How to cope with children caught in the crossfire of a divorce
From ArticleWorld
To Cope with Children Caught in the Crossfire of a Divorce becomes one of the first and foremost tasks of the divorcing parents. Since telling children is a very painful process, parents are tempted to delay this chore but it is actually better for the children to know immediately - before the parent moves out.
[edit]
A few thumb rules
- It serves to be honest with the children as far as possible. If feasible, both parents should tell each of their children at the same time
- Acknowledge their feeling but let them know your feeling too. Tell them that both of you (you and your ex) would be much happier staying apart.
- Discuss upcoming changes with them, like visitation rights, schooling and extra responsibility etc.
- Give the children a sense of security and reassure them about their future, despite the changes.
- Persuade the children to carry on with their individual interests and encourage them to be independent.
- Help the children understand that they were in no way responsible for the divorce
- The children need reassurance that neither parent is rejecting them and that they still have a family even though their parents are no longer married.
[edit]
Do’s
- Give the children as much security and support as is possible to help them through the difficult phase of their life.
- Believe in them and trust their ability to adapt.
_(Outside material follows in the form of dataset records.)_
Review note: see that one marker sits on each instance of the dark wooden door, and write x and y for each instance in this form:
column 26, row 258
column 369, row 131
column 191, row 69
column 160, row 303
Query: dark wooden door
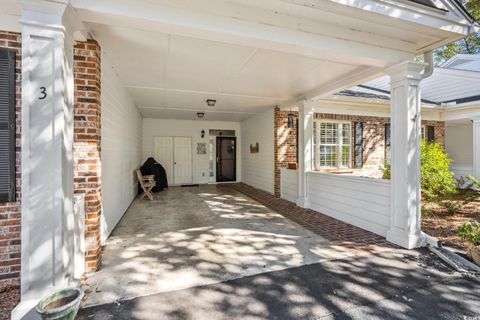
column 226, row 159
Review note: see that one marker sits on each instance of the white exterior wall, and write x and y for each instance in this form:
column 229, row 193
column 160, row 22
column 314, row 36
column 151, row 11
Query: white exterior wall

- Tell them frequently that both of you love them and also that, whatever else happens; there will be no change in that
- Maintain the same rules of discipline as they existed before the divorce. Don’t spoil the children to assuage your own pangs of guilt.
[edit]
Don’ts
- Don’t be unfair to the other parent when discussing him/ her with the children.
- Unless the parent is a genuine threat, the children don’t need to know about what caused the breakup. Avoid the money issues and extramarital affairs when discussing things with them.